Muito ao contrário, os verdadeiros responsáveis pela hecatombe climática, os ricos, via de regra não são atingidos. E quando o são, facilmente desviam os ônus para as costas dos pobres, vide o didático caso do condomínio de luxo que em Pelotas drenou as águas do próprio alagamento para a comunidade pobre de Passo dos Negros, no bairro de Navegantes. Uma prática que é antes regra, do que exceção, em termos de distribuição “murada” dos estragos.

Se a existência dos ricos no local afetado for inviabilizada, levantarão os braços e desenterrarão suas sugadoras raízes para as cravar em outro local, mais benfazejo à acumulação de riqueza e abrigado por nova muralha, mudança e construção certamente acolhidas por generosas renúncias fiscais da parte dos Eduardos Leites. Já os pobres, não têm essa opção e a rigor nenhuma outra.

Na contracorrente da ocultação do muro, há poucas semanas a mídia hegemônica expôs com desagrado a pesquisa global do Instituto Ipsos, segundo a qual o Brasil é o país com maior percepção de que a desigualdade é o principal problema social, dentre 29 escrutinizados.

Embora esse “maior” corresponda a somente 24% dos brasileiros que percebem o “muro”, o dado se soma à noção de que a economia funciona para beneficiar os ricos (74% dos entrevistados) e à leitura de que mais ações precisam ser tomadas no combate à desigualdade (61% dos ouvidos).

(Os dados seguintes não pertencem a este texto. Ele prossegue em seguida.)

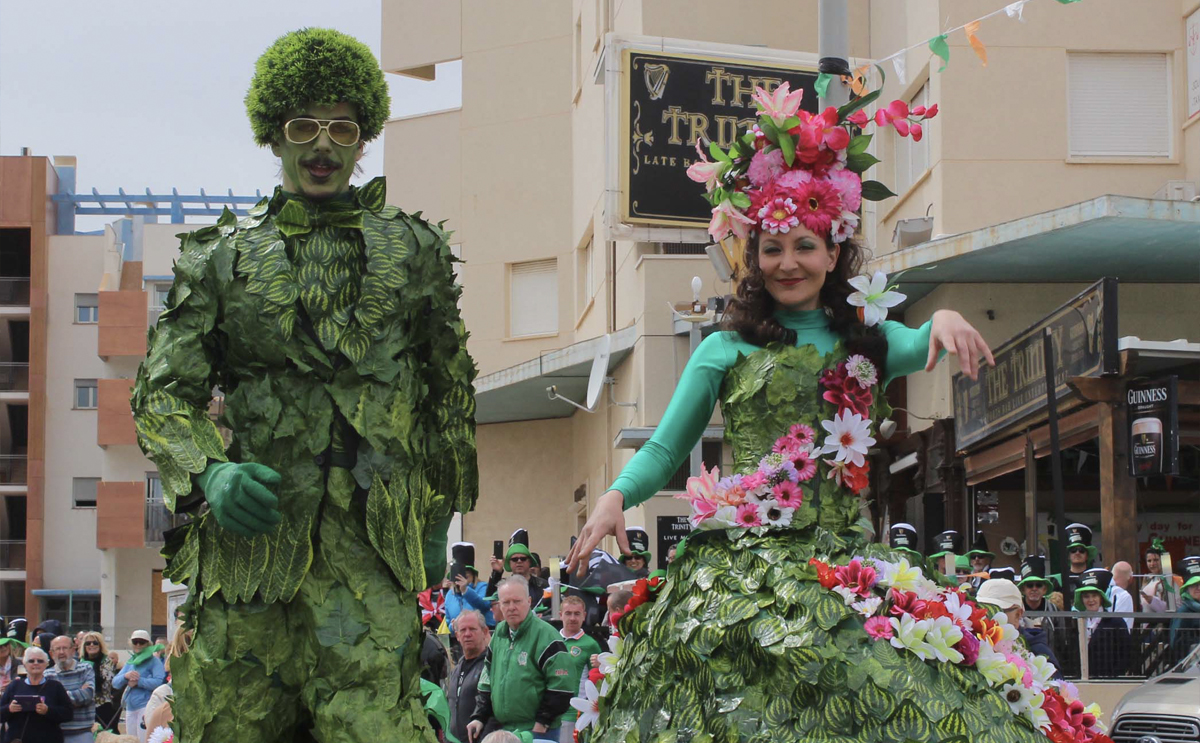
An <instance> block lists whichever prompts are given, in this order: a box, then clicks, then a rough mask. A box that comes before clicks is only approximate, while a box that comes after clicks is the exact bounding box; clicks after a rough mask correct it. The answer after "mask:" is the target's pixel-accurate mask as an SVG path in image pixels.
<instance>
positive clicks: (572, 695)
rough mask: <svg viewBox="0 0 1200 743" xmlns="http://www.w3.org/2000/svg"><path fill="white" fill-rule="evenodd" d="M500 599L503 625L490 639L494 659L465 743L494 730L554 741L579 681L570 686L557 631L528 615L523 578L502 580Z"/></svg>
mask: <svg viewBox="0 0 1200 743" xmlns="http://www.w3.org/2000/svg"><path fill="white" fill-rule="evenodd" d="M499 598H500V612H502V615H503V616H504V623H503V624H497V625H496V633H494V634H493V635H492V642H491V651H492V655H491V658H490V659H488V660H487V665H485V666H484V673H482V676H481V677H480V679H479V691H478V695H476V702H475V712H474V714H472V715H470V724H468V725H467V737H468V738H469V741H468V743H476V742H478V741H480V739H481V738H482V736H484V733H485V732H491V731H492V730H497V729H504V730H509V731H514V732H520V731H532V732H533V737H534V738H535V739H552V741H557V739H558V727H559V723H560V720H562V718H563V714H564V713H565V712H566V709H568V707H570V705H571V697H572V696H575V694H576V691H577V690H578V689H577V684H578V682H577V681H576V688H572V685H571V676H572V673H571V655H570V653H568V651H566V645H565V643H564V642H563V637H562V635H559V634H558V630H556V629H554V628H553V627H551V625H550V624H548V623H546V622H545V621H542V619H539V618H538V616H536V615H534V613H533V612H532V611H530V610H532V609H533V603H532V601H530V600H529V583H528V581H526V579H524V577H523V576H520V575H512V576H509V577H506V579H504V580H502V581H500V585H499Z"/></svg>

São bons sinais, não obstante talvez apenas reflexos de uma realidade mais cruel do que o olhar de Eduardo Leite: dentre 160 nações, o Brasil foi o 11° país na escravização de seres humanos em 2023, conforme o índice da organização internacional “Walk Free”. O muro, em Pindorama, é bem alto.

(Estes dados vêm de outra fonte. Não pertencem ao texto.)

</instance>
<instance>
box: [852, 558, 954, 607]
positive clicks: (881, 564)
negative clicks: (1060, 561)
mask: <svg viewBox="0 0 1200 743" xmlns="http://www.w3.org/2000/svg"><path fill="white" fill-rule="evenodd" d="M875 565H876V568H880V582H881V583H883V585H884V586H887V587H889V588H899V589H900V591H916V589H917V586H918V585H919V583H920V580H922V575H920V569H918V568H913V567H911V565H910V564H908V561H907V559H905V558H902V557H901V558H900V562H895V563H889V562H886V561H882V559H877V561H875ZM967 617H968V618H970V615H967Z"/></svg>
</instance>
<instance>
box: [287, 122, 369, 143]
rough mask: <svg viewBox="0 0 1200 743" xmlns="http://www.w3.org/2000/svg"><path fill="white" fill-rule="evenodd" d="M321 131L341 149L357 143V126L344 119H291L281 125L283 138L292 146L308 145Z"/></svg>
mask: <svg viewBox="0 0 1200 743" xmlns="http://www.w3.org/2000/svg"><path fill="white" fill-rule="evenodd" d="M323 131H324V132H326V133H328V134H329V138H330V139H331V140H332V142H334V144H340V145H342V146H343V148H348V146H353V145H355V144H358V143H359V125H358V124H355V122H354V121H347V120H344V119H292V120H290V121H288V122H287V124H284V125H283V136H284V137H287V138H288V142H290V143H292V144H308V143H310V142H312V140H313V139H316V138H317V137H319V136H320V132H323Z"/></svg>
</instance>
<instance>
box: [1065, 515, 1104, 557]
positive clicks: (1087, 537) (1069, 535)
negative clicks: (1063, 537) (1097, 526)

Num país em que a escravização é uma chaga aberta, é normal que defensores da segregação social, como Eduardo Leite, sejam preservados. Entrevistado, ninguém lhe questiona a razão de ter destinado à Defesa Civil minguados 0,009% do orçamento estadual, apesar do confessado alerta. No máximo irão edulcorar o “deslize” da fala contra doações, já que acordes em ser necessário que os humanos passem frio, para que o mercado se aqueça. 

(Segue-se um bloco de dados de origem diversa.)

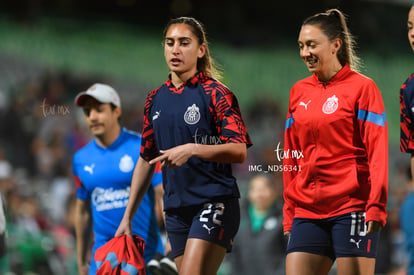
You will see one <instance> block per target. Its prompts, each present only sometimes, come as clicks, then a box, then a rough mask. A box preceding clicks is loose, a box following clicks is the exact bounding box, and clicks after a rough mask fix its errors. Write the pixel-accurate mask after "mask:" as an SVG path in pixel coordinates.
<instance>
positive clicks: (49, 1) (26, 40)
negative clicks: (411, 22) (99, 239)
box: [0, 0, 413, 274]
mask: <svg viewBox="0 0 414 275" xmlns="http://www.w3.org/2000/svg"><path fill="white" fill-rule="evenodd" d="M409 6H410V1H408V0H399V1H398V0H394V1H392V0H389V1H374V0H372V1H361V0H360V1H357V0H344V1H340V0H332V1H329V0H325V1H321V0H319V1H283V2H281V1H265V0H258V1H246V0H241V1H235V0H229V1H219V0H211V1H190V0H168V1H167V0H153V1H140V0H101V1H98V0H89V1H85V0H17V1H5V0H3V1H0V127H1V128H0V150H1V158H2V160H1V162H4V163H8V164H10V165H11V167H12V170H11V173H9V174H7V173H6V174H7V175H6V176H7V177H5V178H1V179H0V183H1V182H3V183H2V184H1V185H0V187H1V188H2V191H3V192H4V193H7V194H8V204H9V205H8V209H9V216H10V218H9V221H10V223H9V227H10V228H11V229H9V232H10V238H9V239H10V253H9V254H8V256H7V257H6V258H5V259H3V260H2V261H3V263H2V270H3V271H4V272H5V271H6V270H15V272H17V271H18V272H22V273H24V272H28V271H33V272H37V273H39V274H44V272H46V271H45V270H49V271H50V270H51V269H53V268H51V267H50V266H56V267H55V270H59V268H65V269H67V270H69V269H70V268H69V267H71V266H73V245H74V243H72V244H70V242H73V239H71V238H72V237H73V236H71V234H70V233H72V232H71V226H70V221H68V219H69V220H70V218H68V219H66V216H65V215H70V213H68V212H70V210H68V209H70V208H69V206H70V205H71V204H70V203H71V202H72V200H73V197H72V196H71V195H72V193H73V182H72V179H71V175H70V161H71V157H72V155H73V152H74V151H75V150H76V149H78V148H79V147H80V146H82V145H83V144H84V143H85V142H86V141H87V140H88V139H89V138H90V137H89V136H88V135H86V134H85V133H86V130H85V129H84V125H83V124H82V114H81V113H80V112H79V110H77V108H75V106H73V98H74V96H75V95H76V94H77V93H78V92H79V91H81V90H84V89H86V88H87V87H88V86H89V85H90V84H92V83H94V82H98V81H101V82H106V83H109V84H111V85H112V86H114V87H115V88H116V89H117V90H118V91H119V93H120V94H121V98H122V101H123V104H124V115H123V124H124V125H125V126H128V127H129V128H132V129H134V130H137V131H140V127H141V126H140V125H141V119H142V109H143V103H144V99H145V96H146V94H147V92H148V91H149V90H150V89H153V88H155V87H158V86H159V85H161V83H162V82H163V81H165V79H166V77H167V73H168V70H167V67H166V65H165V62H164V59H163V50H162V31H163V27H164V25H165V23H166V22H167V21H168V20H169V19H170V18H171V17H176V16H182V15H189V16H194V17H196V18H198V19H200V20H201V21H202V22H203V23H204V25H205V26H206V29H207V35H208V39H209V42H210V48H211V51H212V55H213V57H214V58H215V59H216V61H217V62H218V63H219V64H220V65H221V68H222V70H223V76H224V79H223V82H224V83H225V84H226V85H227V86H229V88H230V89H231V90H232V91H233V92H234V93H235V94H236V96H237V97H238V99H239V102H240V104H241V109H242V113H243V116H244V117H245V120H246V123H247V127H248V130H249V132H250V134H251V136H252V139H253V142H254V144H255V145H254V146H253V147H252V148H251V149H249V160H248V161H247V162H246V163H245V164H243V165H239V166H236V167H235V170H236V174H237V176H238V178H239V182H240V185H241V189H242V190H244V188H245V183H246V182H247V180H248V179H249V177H250V176H252V174H253V173H254V172H256V173H257V172H258V171H253V170H254V169H253V168H252V167H255V166H256V167H257V165H263V167H266V165H267V164H270V165H272V164H279V161H278V159H277V157H276V154H275V151H274V150H275V149H276V148H277V146H278V145H280V144H282V143H283V138H282V134H283V125H284V120H285V114H286V108H287V103H288V96H289V90H290V87H291V86H292V85H293V84H294V83H295V82H296V81H297V80H299V79H301V78H303V77H305V76H307V75H309V73H308V71H307V69H306V67H305V66H304V64H303V62H302V60H301V59H300V57H299V52H298V47H297V42H296V41H297V35H298V31H299V28H300V24H301V22H302V20H303V19H304V18H305V17H307V16H309V15H311V14H313V13H315V12H320V11H323V10H325V9H328V8H334V7H338V8H340V9H341V10H343V11H344V12H345V13H346V14H347V15H348V17H349V26H350V29H351V32H352V33H353V34H354V35H355V37H356V40H357V44H358V48H357V52H358V55H359V56H360V57H361V58H362V60H363V64H364V67H363V68H362V70H361V72H362V73H363V74H365V75H367V76H369V77H371V78H372V79H374V80H375V82H376V83H377V85H378V87H379V88H380V90H381V92H382V95H383V98H384V103H385V107H386V110H387V118H388V126H389V136H390V152H389V153H390V203H389V210H390V224H391V226H392V229H393V230H391V231H392V232H391V234H390V240H389V241H390V243H391V244H392V247H393V250H392V251H393V252H392V253H390V254H391V259H390V261H391V262H390V263H391V265H392V266H393V267H395V268H396V269H398V268H399V267H401V266H402V265H403V264H404V263H405V262H404V261H405V260H404V259H405V258H404V254H403V252H402V250H401V247H400V245H401V243H402V239H401V236H400V235H399V234H400V233H399V230H398V206H399V203H400V201H401V199H402V198H403V196H404V194H405V182H406V180H407V173H406V171H407V165H408V158H407V156H404V155H403V154H401V153H400V152H399V100H398V96H399V87H400V86H401V84H402V82H403V81H404V80H405V79H406V78H407V77H408V75H409V74H410V73H411V72H412V71H413V69H412V67H413V66H411V64H412V62H413V56H412V52H411V50H410V47H409V45H408V43H407V37H406V20H407V12H408V9H409ZM0 164H1V163H0ZM1 167H2V166H1V165H0V172H1ZM6 170H7V169H6ZM262 172H264V171H262ZM270 172H271V173H272V175H273V176H274V177H275V180H276V181H278V182H280V181H281V173H280V172H277V171H273V172H272V171H270ZM0 174H1V173H0ZM4 182H6V183H4ZM279 186H280V185H279ZM9 193H10V194H9ZM9 195H10V197H9ZM59 196H62V197H59ZM58 198H60V199H58ZM16 201H17V202H16ZM23 206H26V208H24V207H23ZM27 207H28V208H27ZM21 208H22V209H21ZM28 209H29V210H28ZM33 209H35V210H33ZM28 213H30V214H28ZM63 216H64V217H65V218H63ZM22 221H23V222H22ZM68 223H69V224H68ZM33 224H36V225H35V226H34V225H33ZM61 225H63V229H62V228H56V227H58V226H61ZM65 229H66V230H67V231H68V232H69V233H68V232H66V231H65V232H66V233H68V234H67V235H64V236H65V238H67V239H65V238H59V236H60V235H59V234H66V233H65V232H63V231H64V230H65ZM59 230H61V231H59ZM62 230H63V231H62ZM55 231H56V232H55ZM62 232H63V233H62ZM36 234H38V235H36ZM56 234H57V235H56ZM40 236H41V237H40ZM56 236H57V237H56ZM31 237H33V238H31ZM27 238H29V239H30V240H31V241H33V245H32V246H30V245H29V247H28V245H27V243H31V242H29V241H28V239H27ZM21 239H24V243H26V245H24V244H22V243H23V241H19V240H21ZM59 239H60V240H63V239H64V240H66V241H65V243H63V244H61V243H59ZM20 246H24V247H23V248H21V247H20ZM39 249H40V250H41V251H43V253H44V256H43V257H40V256H39V255H40V254H41V253H39V251H40V250H39ZM57 249H60V250H62V251H60V254H59V255H60V256H59V257H58V258H56V259H54V260H53V259H52V260H51V257H50V255H51V254H49V252H50V251H52V250H57ZM33 254H39V255H38V256H39V257H40V258H41V259H39V261H45V264H44V265H45V267H44V269H43V270H41V271H39V267H35V266H36V264H35V263H36V261H35V260H33V261H28V260H27V259H26V258H30V257H33ZM48 257H49V259H48ZM52 258H53V257H52ZM62 259H63V261H62ZM71 261H72V265H71V264H70V262H71ZM28 262H29V263H28ZM62 262H63V265H62V264H61V263H62ZM68 263H69V264H68ZM59 265H60V267H59ZM38 266H39V265H38ZM62 266H63V267H62ZM36 268H37V270H34V269H36ZM16 270H17V271H16ZM18 272H17V273H16V274H19V273H18ZM42 272H43V273H42ZM65 272H66V271H65ZM67 272H69V271H67ZM55 273H56V272H55ZM69 273H70V272H69ZM56 274H57V273H56Z"/></svg>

Mas há uma obra cujos escombros imaginários têm o potencial de soterrar Eduardo Leite. Em 2021 o governador sustentou em vídeo a remoção do muro do Cais Mauá, parte vital do sistema contra enchentes de Porto Alegre. Polidamente indagado se havia arrependimento a respeito, o monstro, em plural majestático, disse nunca ter dito “que os muros eram desnecessários e que deveriam sair dali.”.

Para desgraça de Eduardo Leite, o vídeo está disponível e nele o governador é taxativo:

 “sem ter aquele muro que dividia (atenção à conjugação no pretérito obviamente imperfeito) o antigo porto, da Cidade...”

Para além de palavras, o filminho é acompanhado de imagens do projeto urbanístico defendido por Eduardo Leite e nelas não há barreira alguma entre as águas do Guaíba e a área urbana, desmentida sua atual tentativa de justificar a fala com “alternativas ao muro”.

Enquanto não nos curarmos da cegueira que impede apontar os verdadeiros culpados por tragédias de dimensões riograndenses, elas não só se repetirão como continuaremos a eleger os Eduardos Leites obcecados pela destruição de outro tipo de muro. Os poucos muros que protegem os pobres.

**Este artigo não reflete, necessariamente, a opinião da Revista Fórum.